When large stars die, they do not do so quietly.
Their death is an event that lights up the entire universe. A supernova explosion ejects the star’s core into space in an extremely bright cloud of gas and dust. At the same time, the core of the star gasps as it collapses into a super dense neutron star or black hole.
If such an explosion occurs, it could send the collapsed core racing through the Milky Way at an incredibly frenetic speed, ultimately escaping our galaxy and plunging into intergalactic space. This spectacular event recently occurred and was discovered by scientists at the Chandra X-ray Observatory. A pulsar, or pulsating neutron star, tore itself apart at a speed of approximately 612 km/s.
Image of a pulsar escaping from the G292.0 + 1.8 supernova remnant.
This pulsar is one of the fastest objects ever discovered. Topping the speed chart is not a product of a supernova explosion but a star orbiting Sgr A* – the supermassive black hole at the center of our galaxy. At its fastest point in orbit, it can reach speeds of 24,000 km/s.
Astronomer Xi Long from the Harvard & Smithsonian Center for Astrophysics (CfA) stated: “We directly observed the pulsar’s movement in X-rays, all thanks to the keen vision of Chandra.”
The team discovered the pulsar while monitoring the remnants of a bright supernova located 20,000 light-years away from Earth, named G292.0 + 1.8. Xi Long also conceived the idea of studying this new object to better understand the history of the supernova by tracing its movement from the center of G292.0 + 1.8.
Astronomer Daniel Patnaude from CfA remarked: “We have only a few supernova explosions with clear records, so my team wanted to investigate whether G292.0 + 1.8 could be added to that list.”
They examined multiple images of the supernova remnants from 2006 and 2016 while utilizing Gaia data regarding its current position in the Milky Way to compare the positional differences of the pulsar. After conducting their research, they uncovered an interesting fact: the dead star appears to be moving 30% faster than previously estimated.
This implies that the process of moving away from the center of the supernova remnant took less time, suggesting that the timing of the supernova explosion occurred closer than initially inferred. Previous estimates dated the supernova to around 3,000 years ago, which has now been revised to approximately 2,000 years ago.
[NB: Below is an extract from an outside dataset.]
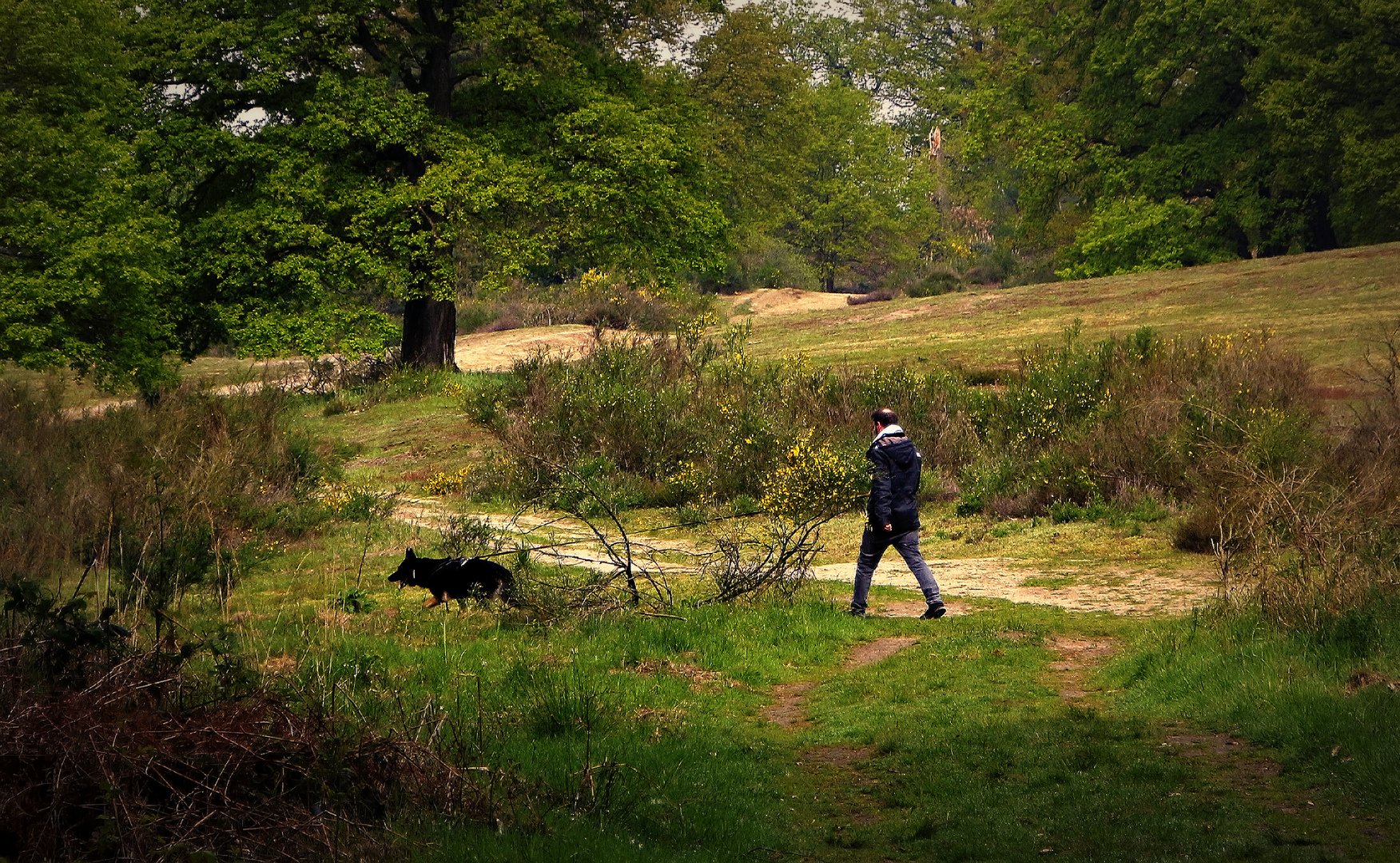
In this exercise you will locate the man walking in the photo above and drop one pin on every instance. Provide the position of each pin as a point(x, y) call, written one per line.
point(893, 513)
The changing speed of the pulsar also allowed the research team to investigate how it was ejected from the center of the supernova. They proposed two scenarios, both involving a similar mechanism.
The first scenario involves the star’s core being expelled from an asymmetric supernova explosion. In the second scenario, the debris from the explosion is ejected asymmetrically. However, since the energy required for the core is extremely high, the second scenario seems the most plausible.
Essentially, an asymmetric explosion could ‘kick’ the collapsed core of a dying star out into space at extremely high speeds. In this case, the star is currently moving at a speed higher than the escape velocity from the center of the Milky Way (approximately 550 km/s), although it still requires considerable time to achieve this, not to mention that its speed may decrease over time.
In reality, the actual speed of the pulsar may exceed the estimated 612 km/s, as it is moving very slightly from our perspective.
Astronomer Paul Plucinsky from CfA stated: “This pulsar has energy roughly 200 million times that of the Earth’s motion around the Sun. Clearly, it received an extremely strong kick from the asymmetric supernova explosion.”
The new study has been officially published in the Astrophysical Journal.